Pretty much mythical. There have always been lots of women working; though often with access only to certain types of jobs and often only for less pay than men got. It’s certainly true that some people think it worked that way; and it’s true that there was a while when one salary could often support a family (with the assumption that there was a woman doing a lot of unpaid work to keep that family functioning), but even during that time there were a lot of women doing paid work.
And also assumes that immigrants somehow don’t buy anything and therefore don’t create any jobs by doing so.
Many, many people are in denial that we live in a consumer-driven economy; we’ve been propagandized for over a century about how all wealth flows top down from the already rich and that consumers and workers alike are just worthless parasites.

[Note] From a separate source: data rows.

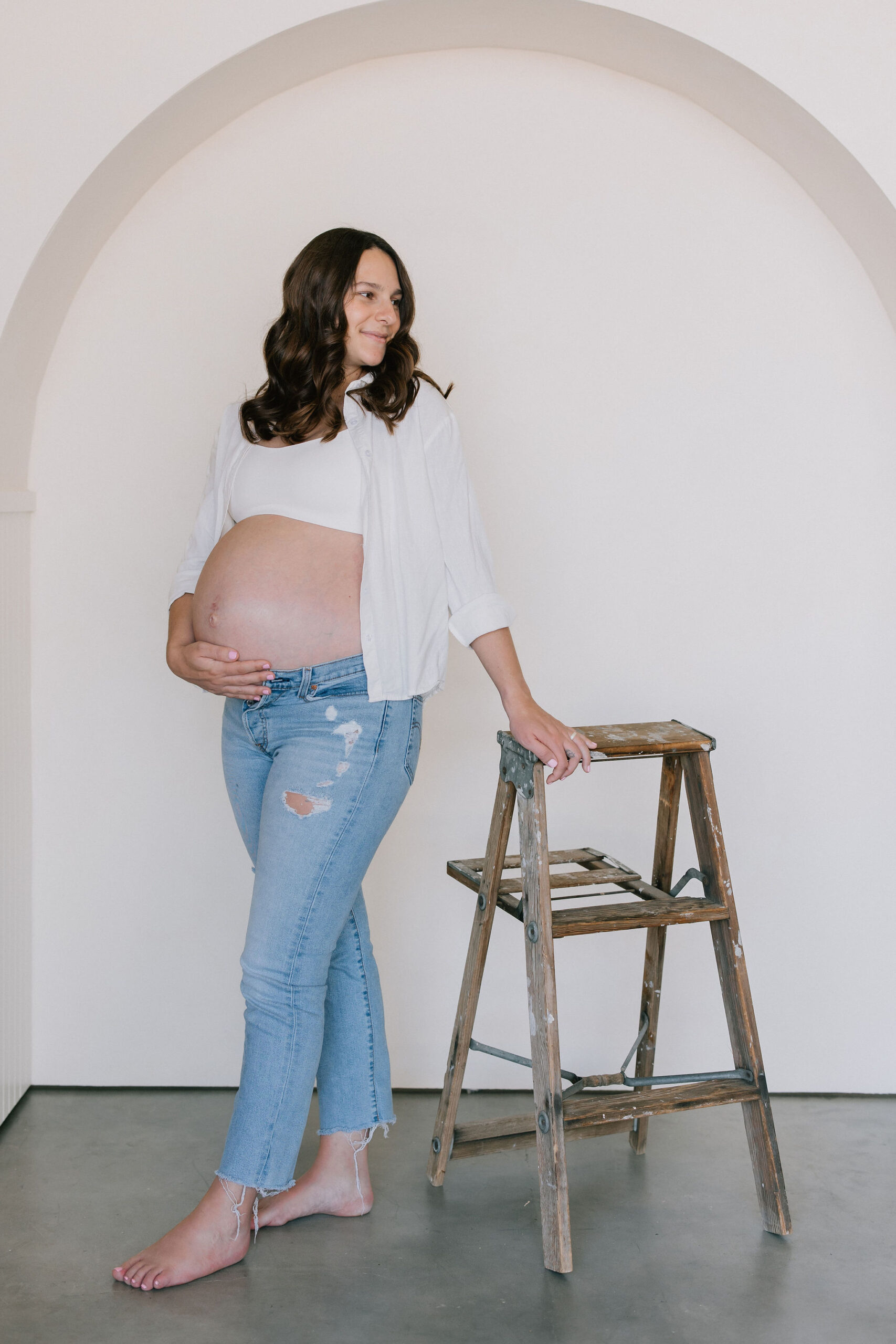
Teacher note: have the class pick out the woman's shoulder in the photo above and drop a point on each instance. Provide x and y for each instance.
(431, 409)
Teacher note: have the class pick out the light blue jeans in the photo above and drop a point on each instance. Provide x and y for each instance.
(316, 774)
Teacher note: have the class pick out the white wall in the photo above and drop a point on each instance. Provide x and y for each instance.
(678, 395)
(77, 78)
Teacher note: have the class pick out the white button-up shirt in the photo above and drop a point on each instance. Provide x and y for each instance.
(428, 565)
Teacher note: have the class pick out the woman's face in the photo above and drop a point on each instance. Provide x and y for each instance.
(371, 311)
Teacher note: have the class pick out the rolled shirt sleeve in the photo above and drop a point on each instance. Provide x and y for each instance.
(473, 604)
(205, 534)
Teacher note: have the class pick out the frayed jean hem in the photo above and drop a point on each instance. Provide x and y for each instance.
(368, 1126)
(261, 1193)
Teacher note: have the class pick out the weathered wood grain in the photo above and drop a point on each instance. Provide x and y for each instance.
(472, 983)
(628, 915)
(636, 740)
(598, 875)
(518, 1143)
(664, 854)
(735, 992)
(547, 1085)
(609, 1110)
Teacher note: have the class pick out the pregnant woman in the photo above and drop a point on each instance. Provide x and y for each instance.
(336, 545)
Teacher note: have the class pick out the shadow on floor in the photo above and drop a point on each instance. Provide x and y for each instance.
(667, 1247)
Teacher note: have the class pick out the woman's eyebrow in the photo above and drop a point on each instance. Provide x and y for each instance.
(368, 284)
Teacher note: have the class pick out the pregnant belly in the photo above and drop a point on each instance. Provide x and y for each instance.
(282, 591)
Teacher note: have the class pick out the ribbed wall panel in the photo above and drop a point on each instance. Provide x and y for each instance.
(15, 810)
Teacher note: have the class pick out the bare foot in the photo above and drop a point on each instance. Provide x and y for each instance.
(332, 1186)
(205, 1242)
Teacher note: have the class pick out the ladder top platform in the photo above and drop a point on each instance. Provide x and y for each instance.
(630, 740)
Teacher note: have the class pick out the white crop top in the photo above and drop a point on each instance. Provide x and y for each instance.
(311, 481)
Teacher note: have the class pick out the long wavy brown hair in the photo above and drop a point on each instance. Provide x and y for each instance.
(305, 349)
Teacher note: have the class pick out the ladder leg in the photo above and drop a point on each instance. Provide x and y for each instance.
(662, 859)
(543, 1027)
(483, 920)
(735, 992)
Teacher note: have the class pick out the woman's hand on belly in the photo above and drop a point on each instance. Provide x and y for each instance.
(214, 667)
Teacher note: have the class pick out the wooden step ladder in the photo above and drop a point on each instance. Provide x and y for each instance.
(586, 1108)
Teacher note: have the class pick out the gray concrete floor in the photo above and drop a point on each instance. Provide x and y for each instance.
(667, 1247)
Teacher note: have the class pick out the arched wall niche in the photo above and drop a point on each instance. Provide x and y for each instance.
(623, 42)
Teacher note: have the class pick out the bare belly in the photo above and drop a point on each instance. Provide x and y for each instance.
(282, 591)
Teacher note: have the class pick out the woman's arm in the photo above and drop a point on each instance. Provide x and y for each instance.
(214, 667)
(532, 726)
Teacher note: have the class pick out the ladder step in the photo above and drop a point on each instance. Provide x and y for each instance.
(574, 879)
(629, 915)
(597, 873)
(605, 1113)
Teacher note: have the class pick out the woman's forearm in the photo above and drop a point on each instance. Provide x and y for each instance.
(559, 748)
(498, 655)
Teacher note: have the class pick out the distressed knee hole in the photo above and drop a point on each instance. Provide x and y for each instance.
(303, 805)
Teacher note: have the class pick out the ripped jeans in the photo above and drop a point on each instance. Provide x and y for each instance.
(316, 774)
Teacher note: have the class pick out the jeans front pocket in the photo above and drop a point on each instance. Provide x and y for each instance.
(413, 753)
(352, 683)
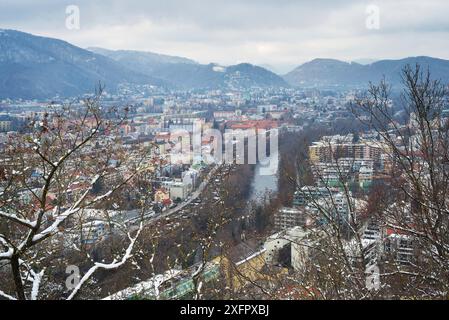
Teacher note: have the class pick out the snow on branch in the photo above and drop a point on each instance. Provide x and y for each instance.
(7, 296)
(16, 219)
(113, 265)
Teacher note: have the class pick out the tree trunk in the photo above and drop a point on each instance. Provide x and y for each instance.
(15, 267)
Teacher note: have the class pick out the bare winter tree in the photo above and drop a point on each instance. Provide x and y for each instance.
(419, 185)
(61, 185)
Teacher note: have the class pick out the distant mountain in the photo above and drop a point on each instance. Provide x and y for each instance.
(141, 61)
(328, 73)
(34, 67)
(184, 73)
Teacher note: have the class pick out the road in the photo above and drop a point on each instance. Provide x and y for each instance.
(134, 215)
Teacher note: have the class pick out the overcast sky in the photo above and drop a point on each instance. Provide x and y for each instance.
(278, 33)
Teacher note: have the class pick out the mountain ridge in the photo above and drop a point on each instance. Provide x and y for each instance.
(332, 73)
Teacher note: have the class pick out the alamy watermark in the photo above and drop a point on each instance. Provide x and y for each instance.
(73, 17)
(372, 21)
(228, 148)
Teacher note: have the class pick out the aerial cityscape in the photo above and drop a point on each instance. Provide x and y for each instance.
(190, 151)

So the fact that more consumers means a bigger market and therefore a bigger economy just doesn’t compute.
That’s been government policy for decades. Deporting convicted felons who were in the country illegally from prison was routine. The only issue was whether you got deported as you entered prison or had to complete your sentence first and then were deported as part of your release. As far as I know, nobody was arguing against this policy.
To me, this is the key criteria. Anyone, a political refugee or a 0.1% immigrant, needs to be given the chance to learn and adopt the host countries values-and if they don’t they shouldn’t stay. I don’t even agree with deporting criminals. Crime has too many causes to be a one size fits all problem. Outside a few high growth countries, immigrants are in the adopted countries best interest.

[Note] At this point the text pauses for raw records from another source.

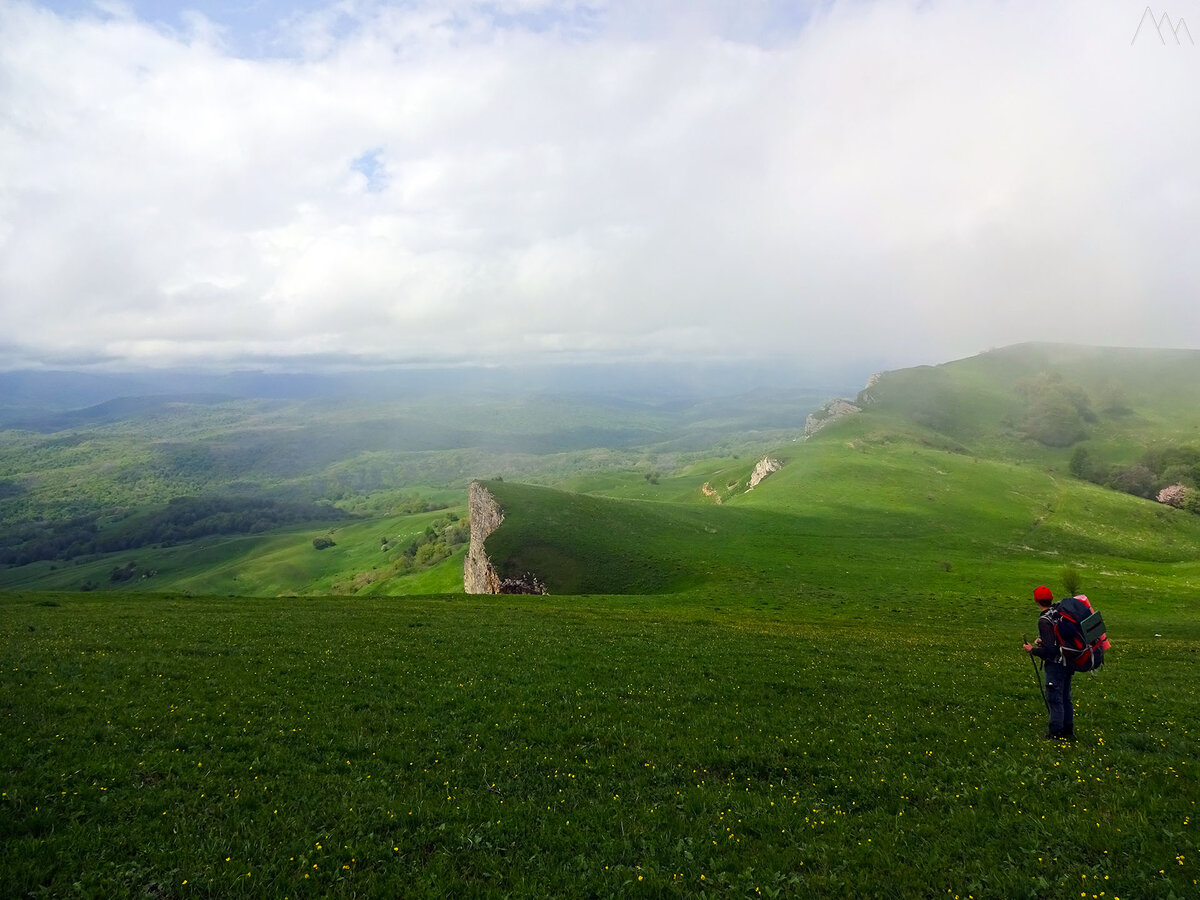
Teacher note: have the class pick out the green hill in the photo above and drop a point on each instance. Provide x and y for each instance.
(942, 485)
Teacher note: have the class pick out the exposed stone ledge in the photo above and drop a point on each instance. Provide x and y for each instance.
(479, 576)
(767, 466)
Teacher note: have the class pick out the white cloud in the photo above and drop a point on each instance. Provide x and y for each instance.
(892, 179)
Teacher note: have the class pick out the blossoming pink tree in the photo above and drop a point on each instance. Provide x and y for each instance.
(1174, 496)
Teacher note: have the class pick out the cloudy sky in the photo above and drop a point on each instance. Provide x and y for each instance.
(301, 183)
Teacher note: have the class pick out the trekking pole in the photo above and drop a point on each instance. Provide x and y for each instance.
(1037, 677)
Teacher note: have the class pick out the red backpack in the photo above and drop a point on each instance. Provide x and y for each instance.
(1080, 633)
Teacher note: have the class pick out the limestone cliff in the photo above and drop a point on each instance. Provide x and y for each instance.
(478, 575)
(767, 466)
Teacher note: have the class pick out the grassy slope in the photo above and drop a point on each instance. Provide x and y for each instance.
(263, 565)
(582, 747)
(832, 702)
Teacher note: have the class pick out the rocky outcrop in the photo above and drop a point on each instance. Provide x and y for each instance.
(479, 576)
(767, 466)
(831, 412)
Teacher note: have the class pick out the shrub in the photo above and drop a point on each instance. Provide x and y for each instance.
(1174, 496)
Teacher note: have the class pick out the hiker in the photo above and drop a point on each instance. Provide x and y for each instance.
(1062, 714)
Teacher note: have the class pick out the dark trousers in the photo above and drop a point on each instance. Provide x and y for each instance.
(1062, 713)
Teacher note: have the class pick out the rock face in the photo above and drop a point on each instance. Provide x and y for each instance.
(767, 466)
(479, 575)
(831, 412)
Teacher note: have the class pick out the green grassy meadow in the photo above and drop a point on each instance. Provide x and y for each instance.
(586, 747)
(815, 688)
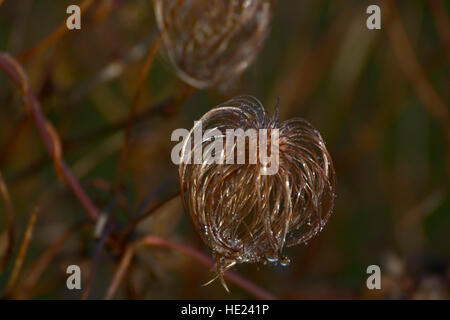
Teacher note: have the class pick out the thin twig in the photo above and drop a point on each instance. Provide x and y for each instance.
(135, 104)
(9, 211)
(46, 131)
(17, 267)
(234, 278)
(442, 23)
(147, 213)
(59, 32)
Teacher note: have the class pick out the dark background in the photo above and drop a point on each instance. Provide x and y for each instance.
(377, 97)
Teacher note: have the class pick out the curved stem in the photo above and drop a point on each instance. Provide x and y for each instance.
(154, 241)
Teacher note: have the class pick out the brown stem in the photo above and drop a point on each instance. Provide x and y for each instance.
(135, 104)
(233, 277)
(60, 31)
(9, 211)
(46, 132)
(22, 252)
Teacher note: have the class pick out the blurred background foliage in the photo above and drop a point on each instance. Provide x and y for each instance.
(390, 151)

Well I think that’s the big issue people have with immigration, isn’t it? Having a few diverse neighbors is fine but no one wants to wake up one day and find that everyone in town suddenly looks and acts and speaks a different language with different values from them.

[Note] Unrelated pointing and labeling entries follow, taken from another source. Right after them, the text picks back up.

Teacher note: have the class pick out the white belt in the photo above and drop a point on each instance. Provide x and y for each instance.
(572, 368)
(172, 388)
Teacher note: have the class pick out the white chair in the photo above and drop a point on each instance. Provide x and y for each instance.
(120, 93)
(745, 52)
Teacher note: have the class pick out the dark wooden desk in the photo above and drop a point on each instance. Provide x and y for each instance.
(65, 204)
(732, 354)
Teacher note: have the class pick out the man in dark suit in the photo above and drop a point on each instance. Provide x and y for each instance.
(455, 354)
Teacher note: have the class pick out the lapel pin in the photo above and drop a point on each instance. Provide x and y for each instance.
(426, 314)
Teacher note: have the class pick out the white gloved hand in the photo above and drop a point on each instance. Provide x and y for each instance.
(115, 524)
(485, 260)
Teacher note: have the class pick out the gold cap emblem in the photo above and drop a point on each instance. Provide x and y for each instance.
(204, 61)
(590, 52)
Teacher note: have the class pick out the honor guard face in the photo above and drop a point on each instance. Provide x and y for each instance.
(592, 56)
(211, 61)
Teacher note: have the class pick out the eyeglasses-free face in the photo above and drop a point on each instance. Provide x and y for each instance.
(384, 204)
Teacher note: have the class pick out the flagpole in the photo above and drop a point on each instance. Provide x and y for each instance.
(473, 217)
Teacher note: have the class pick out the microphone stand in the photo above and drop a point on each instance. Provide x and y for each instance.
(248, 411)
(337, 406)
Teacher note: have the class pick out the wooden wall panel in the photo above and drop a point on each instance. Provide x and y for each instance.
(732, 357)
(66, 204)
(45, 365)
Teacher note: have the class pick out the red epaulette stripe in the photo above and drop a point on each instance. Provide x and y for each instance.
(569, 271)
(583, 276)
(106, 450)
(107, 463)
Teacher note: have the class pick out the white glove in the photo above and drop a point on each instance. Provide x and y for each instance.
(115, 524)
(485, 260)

I really don’t like her comment–it reeks of white entitlement; and, moreover, with Trump’s “ethnic cleansing” approach, a PoC having her credentials would NOT be given citizenship. In fact, the woman could be deported on arrival at office just for overstaying visa
I’m quite curious exactly what these “different values” that immigrant’s have that are so different from “our” country’s values are . . . aside from eating the dogs and the cats of course.
I swear, these people and their foreign ways. Chow mein, Hamburg steaks, Pizza? And who the hell is this Saint Paddy?